La cuota que asfixia a la concertada
Desde que las administraciones impusieron porcentajes mínimos de alumnos “vulnerables”, los colegios concertados han visto cómo su perfil sociocultural cambiaba radicalmente. Se estima que algunos centros ya concentran hasta un 80% de alumnado multicultural. Los profesores dimiten, las clases se resienten y las familias con recursos optan por la privada. “Ni los colegios del Opus se libran”, señalan fuentes cercanas, que confirman que incluso estos centros barajan renunciar al concierto para volverse totalmente privados.
1.900 euros al mes: el precio de la huida
El coste de la educación privada en España no es homogéneo, pero en centros de élite como el SEK-Ciudalcampo o algunos internacionales en Barcelona, las cifras superan los 1.900 euros mensuales por hijo. Para una familia con tres hijos, el desembolso roza los 5.700 euros al mes, equivalente a una hipoteca alta.
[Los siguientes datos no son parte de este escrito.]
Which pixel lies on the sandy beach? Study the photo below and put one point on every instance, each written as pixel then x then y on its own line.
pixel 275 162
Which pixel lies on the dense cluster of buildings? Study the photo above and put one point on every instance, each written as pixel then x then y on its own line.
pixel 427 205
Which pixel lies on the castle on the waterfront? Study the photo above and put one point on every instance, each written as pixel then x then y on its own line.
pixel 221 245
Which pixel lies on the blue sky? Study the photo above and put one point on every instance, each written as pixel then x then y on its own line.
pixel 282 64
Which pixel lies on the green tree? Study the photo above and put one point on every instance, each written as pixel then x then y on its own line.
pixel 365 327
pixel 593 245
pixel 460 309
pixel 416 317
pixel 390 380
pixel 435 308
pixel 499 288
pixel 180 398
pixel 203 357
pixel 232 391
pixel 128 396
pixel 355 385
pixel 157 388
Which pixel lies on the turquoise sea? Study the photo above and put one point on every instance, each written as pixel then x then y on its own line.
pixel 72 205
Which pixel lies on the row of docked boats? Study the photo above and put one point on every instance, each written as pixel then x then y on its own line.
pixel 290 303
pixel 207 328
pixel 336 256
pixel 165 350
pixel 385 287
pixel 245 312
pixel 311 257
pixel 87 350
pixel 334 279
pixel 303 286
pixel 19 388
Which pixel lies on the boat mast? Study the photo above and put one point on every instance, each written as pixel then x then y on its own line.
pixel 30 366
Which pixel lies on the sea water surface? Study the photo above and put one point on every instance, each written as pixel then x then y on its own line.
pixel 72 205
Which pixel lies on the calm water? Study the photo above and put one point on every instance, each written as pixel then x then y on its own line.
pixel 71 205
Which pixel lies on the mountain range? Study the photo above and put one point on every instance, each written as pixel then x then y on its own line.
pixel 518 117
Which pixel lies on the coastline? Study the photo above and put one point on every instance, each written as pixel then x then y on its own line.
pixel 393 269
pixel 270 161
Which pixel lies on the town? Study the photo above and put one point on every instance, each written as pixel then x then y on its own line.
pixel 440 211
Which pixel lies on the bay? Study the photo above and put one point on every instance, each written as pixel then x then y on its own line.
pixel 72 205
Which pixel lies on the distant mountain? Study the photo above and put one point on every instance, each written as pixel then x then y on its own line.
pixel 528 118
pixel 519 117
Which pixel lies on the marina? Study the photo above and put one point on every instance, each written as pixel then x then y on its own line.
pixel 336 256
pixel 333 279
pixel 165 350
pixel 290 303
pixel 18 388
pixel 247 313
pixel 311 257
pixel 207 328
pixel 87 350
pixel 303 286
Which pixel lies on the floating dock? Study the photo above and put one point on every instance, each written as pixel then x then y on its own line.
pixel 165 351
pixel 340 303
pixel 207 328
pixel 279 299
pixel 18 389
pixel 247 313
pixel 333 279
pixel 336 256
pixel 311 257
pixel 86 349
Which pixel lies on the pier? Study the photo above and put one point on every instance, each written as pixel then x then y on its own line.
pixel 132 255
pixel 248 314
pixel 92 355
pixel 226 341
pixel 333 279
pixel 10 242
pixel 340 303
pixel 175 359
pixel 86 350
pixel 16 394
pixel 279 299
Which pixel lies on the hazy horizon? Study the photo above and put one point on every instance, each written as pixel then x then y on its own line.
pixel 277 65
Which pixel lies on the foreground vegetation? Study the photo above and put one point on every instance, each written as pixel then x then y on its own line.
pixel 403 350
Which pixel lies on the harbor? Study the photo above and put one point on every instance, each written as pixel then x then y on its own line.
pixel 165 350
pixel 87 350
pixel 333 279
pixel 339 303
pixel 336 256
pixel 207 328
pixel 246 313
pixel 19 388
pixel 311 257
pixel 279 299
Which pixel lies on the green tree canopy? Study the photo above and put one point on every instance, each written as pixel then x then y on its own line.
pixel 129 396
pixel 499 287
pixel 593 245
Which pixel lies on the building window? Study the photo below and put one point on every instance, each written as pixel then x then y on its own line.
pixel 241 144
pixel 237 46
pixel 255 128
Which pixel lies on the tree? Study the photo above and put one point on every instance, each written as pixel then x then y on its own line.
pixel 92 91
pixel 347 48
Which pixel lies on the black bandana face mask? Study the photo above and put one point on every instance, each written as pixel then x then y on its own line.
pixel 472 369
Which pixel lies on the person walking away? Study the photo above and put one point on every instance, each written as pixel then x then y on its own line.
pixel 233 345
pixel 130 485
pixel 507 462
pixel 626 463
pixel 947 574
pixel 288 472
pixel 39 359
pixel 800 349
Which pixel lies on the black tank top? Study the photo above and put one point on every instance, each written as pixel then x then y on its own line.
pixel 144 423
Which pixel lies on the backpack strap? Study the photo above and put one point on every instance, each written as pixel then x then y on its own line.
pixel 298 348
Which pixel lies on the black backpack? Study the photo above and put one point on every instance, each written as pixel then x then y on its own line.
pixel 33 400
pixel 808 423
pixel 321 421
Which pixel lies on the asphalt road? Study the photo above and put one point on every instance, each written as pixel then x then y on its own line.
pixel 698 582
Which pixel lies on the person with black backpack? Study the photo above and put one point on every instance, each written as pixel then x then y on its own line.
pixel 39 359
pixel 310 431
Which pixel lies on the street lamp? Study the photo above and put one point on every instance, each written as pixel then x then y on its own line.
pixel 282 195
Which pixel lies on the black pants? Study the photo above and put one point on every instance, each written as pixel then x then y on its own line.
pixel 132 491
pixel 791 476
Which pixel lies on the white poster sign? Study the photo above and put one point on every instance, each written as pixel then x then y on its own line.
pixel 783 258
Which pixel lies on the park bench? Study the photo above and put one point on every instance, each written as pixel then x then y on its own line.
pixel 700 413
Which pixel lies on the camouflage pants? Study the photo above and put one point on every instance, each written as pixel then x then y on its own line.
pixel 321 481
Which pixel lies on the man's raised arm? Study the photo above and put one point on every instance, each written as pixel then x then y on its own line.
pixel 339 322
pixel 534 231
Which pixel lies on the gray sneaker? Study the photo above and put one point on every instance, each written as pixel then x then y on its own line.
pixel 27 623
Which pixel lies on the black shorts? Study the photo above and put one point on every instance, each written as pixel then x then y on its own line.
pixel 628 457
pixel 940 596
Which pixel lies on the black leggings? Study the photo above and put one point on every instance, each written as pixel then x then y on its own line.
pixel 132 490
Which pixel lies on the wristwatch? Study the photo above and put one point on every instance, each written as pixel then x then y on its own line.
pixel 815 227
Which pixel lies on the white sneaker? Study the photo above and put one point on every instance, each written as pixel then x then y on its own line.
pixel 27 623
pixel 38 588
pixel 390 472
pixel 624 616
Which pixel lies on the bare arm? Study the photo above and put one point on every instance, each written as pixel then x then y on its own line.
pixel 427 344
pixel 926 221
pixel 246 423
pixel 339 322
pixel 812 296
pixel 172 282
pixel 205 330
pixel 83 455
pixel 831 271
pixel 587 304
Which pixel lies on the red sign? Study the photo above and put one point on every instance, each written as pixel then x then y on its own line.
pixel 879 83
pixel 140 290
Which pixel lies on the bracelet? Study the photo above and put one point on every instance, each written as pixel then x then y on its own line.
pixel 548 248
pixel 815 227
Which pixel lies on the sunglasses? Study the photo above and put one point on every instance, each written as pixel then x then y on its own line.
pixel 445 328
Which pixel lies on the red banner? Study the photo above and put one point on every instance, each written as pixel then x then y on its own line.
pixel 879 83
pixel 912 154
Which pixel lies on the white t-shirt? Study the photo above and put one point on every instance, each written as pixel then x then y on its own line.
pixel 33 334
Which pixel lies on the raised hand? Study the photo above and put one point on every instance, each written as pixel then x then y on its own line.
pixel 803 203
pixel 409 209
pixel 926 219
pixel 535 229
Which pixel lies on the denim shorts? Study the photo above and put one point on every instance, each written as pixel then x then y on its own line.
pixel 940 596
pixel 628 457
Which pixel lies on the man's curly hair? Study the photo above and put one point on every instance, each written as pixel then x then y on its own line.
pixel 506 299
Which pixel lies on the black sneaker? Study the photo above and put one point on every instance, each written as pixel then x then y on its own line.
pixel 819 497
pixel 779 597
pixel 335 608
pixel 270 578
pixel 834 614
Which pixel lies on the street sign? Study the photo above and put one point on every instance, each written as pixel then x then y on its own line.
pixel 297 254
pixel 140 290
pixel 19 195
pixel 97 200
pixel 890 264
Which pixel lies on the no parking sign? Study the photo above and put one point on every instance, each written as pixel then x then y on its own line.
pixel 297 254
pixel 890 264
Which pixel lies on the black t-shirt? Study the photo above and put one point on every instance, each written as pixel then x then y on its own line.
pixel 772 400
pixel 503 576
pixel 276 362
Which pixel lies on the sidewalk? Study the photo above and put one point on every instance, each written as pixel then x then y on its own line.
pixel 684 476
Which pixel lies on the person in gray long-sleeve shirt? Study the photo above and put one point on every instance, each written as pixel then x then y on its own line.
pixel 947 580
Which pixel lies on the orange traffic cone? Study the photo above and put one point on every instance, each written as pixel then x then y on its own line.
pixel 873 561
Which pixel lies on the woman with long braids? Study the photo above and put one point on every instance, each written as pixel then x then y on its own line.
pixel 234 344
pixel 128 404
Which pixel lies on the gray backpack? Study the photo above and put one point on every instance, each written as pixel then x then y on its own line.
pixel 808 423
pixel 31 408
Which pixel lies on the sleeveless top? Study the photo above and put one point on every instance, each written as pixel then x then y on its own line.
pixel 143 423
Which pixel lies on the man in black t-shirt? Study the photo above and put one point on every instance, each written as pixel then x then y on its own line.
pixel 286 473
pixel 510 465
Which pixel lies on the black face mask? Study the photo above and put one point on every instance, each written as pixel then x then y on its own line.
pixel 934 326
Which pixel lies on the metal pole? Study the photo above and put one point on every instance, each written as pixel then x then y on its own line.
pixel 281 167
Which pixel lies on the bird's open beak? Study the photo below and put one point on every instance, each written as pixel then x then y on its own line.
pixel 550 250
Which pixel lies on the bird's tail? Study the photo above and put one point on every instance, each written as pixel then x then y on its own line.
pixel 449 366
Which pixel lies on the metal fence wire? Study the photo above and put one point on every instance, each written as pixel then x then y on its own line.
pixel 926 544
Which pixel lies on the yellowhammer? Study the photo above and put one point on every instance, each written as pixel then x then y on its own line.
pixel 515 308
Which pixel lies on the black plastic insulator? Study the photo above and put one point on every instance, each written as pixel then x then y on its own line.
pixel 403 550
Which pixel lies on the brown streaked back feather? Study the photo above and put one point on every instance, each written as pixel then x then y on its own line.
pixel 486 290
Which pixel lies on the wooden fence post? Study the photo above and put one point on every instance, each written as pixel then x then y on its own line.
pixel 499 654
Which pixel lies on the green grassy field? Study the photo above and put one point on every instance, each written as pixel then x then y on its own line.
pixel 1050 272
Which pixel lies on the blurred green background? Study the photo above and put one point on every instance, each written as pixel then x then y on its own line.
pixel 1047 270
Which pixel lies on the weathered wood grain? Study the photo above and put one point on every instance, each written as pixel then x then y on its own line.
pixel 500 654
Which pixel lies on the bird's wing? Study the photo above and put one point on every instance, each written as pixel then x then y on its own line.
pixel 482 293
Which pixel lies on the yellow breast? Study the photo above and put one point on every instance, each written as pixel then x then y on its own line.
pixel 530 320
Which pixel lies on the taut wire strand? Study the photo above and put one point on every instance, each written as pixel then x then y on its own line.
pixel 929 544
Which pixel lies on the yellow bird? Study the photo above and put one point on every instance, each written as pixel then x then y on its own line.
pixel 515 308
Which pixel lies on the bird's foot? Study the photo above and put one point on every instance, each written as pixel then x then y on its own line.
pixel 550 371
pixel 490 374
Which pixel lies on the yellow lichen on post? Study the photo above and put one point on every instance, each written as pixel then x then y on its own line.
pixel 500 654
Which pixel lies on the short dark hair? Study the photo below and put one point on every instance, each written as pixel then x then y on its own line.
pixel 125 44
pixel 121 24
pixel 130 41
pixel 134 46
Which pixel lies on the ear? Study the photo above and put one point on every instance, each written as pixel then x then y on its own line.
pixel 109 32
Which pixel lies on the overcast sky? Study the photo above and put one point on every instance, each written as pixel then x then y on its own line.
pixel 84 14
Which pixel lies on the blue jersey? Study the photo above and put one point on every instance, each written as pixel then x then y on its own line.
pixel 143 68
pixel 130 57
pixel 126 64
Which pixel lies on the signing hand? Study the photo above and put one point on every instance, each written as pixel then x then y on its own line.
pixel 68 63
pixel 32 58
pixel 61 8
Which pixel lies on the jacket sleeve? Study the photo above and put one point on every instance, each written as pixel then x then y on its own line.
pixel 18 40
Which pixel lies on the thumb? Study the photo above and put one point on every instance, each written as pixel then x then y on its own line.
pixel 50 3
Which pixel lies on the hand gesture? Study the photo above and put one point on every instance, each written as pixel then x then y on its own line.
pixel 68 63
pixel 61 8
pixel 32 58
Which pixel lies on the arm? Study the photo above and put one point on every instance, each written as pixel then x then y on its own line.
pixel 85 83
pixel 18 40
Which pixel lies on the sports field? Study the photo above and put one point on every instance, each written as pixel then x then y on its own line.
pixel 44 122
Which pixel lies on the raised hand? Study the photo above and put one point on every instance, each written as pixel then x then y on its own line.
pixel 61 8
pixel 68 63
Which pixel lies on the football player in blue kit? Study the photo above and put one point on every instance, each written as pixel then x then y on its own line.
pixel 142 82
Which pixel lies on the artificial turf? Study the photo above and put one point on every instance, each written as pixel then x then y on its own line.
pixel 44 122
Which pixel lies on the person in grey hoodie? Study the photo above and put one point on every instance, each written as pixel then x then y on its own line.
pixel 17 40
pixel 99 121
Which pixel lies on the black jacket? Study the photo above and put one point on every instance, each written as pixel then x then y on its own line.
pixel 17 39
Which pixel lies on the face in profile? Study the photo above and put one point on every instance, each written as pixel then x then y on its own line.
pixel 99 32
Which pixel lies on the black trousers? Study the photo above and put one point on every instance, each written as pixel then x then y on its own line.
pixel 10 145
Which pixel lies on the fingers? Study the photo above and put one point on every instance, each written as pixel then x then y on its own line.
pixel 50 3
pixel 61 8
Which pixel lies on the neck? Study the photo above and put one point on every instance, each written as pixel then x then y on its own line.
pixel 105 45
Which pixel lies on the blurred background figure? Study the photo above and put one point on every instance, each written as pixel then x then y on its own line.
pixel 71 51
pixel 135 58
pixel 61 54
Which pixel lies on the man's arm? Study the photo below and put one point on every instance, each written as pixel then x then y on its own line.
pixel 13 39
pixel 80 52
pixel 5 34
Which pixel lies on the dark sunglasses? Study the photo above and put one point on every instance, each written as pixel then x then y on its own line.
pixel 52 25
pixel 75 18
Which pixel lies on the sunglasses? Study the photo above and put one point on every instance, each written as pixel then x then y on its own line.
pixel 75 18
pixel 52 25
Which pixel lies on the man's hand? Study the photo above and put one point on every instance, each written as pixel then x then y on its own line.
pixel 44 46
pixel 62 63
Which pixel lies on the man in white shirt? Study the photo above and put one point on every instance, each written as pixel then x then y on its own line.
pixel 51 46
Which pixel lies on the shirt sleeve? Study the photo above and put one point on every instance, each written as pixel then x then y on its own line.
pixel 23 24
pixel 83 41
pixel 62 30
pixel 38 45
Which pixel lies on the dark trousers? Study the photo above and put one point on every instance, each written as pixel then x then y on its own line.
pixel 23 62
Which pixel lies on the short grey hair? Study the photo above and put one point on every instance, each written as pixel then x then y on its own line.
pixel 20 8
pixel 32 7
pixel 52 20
Muchos padres justifican el gasto como una inversión en seguridad y calidad, evitando el “entorno multicultural” que, según su percepción, lastra el aprendizaje. Sin embargo, algunos analistas señalan que la privada también enfrenta problemas: dificultades para contratar profesores de matemáticas e inglés nativos, con sueldos que no siempre compiten con los de la pública.
¿Merece la pena el esfuerzo?
El debate sobre si la privada justifica su coste sigue abierto. Por un lado, los defensores argumentan que es la única vía para garantizar una educación de calidad, networking y seguridad. Por otro, los críticos apuntan que el sistema público y concertado aún pueden funcionar si se gestionan bien, y que pagar 1.900 euros al mes es una losa que compromete el futuro financiero de la familia. La pregunta que nadie acaba de responder es si esta fuga masiva es una burbuja insostenible o el nuevo orden educativo en España.